"Let us pray." the priest said. Phostis bent his head, sketched the sun-circle over his heart. Everyone recited Phos' creed. As he had at Etchmiadzin's temple, Phostis found the creed more moving, more sincere, here than he ever had in the High Temple. These people meant their prayers.
They put fervor into a round of Thanasiot hymns, too. Phostis did not know those as well as the rest of the folk gathered here; he kept stumbling over the words and then coming in again a line and a half later. The hymns had different tunes—some borrowed from the orthodox liturgy—but the same message: that loving the good god was all-important, that the next world meant more than this one, and that every earthly pleasure was from Skotos and to be shunned.
The priest turned to Laonikos and Siderina and asked, "Are you now prepared to abandon the wickedness in this world, the dark god's vessel, and to seek the light in the realm beyond the sun?"
They looked at each other, then touched hands. It was a loving gesture, but in no way a sensual one: with it they affirmed that what they did, they did together. Without hesitation, they said, "We are." Phostis could not have told which of them spoke first.

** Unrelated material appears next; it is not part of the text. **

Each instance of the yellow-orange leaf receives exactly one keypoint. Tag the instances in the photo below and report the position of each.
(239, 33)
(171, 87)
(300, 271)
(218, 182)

"It's so beautiful," Olyvria whispered, and Phostis had to nod. Dropping her voice still further, so only he heard, she added. "And so frightening." He nodded again.
"Take up the knife," the priest said. "Divide the bread and eat it. Take the wine and drink. Never again shall the stuff of Skotos pass your lips. Soon the bodies that are themselves sinful shall be no more and pass away; soon your souls shall know the true joy of union with the lord with the great and good mind."
Laonikos was a sturdy man with a proud hooked nose and distinctive eyebrows, tufted and bushy. Siderina might have been pretty as a girl; her face was still sweet and strong. Soon, Phostis thought, they'll both look like Strabon. The idea horrified him. It didn't seem to bother Laonikos and Siderina at all.
Laonikos cut the little loaf in half and gave one piece to his wife. The other he kept himself. He ate it in three or four bites, then tilted back the wine cup until the last drop was gone. His smile lit up the house. "It's done," he said proudly. "Phos be praised."
"Phos be praised," everyone echoed. "May the gleaming path lead you to him!"
Siderina finished her final meal a few seconds after Laonikos. She dabbed at her lips with a linen napkin. Her eyes sparkled. "Now I shan't have to fret about what to cook for supper any more," she said. Her voice was gay and eager; she looked forward to the world to come. Her family laughed with her. Even Phostis found himself smiling, for her manifest happiness communicated itself to him no matter how much trouble he had sharing it.
The couple's son took the plate, knife, and wine cups. "The good god willing, these will inspire us to join you soon," he said.
"I hope they do," Laonikos said. He got up from the table and hugged the young man. In a moment, the whole family was embracing.
"We bless thee, Phos, lord with the great and good mind—" the priest began. Everyone joined him in prayer once more.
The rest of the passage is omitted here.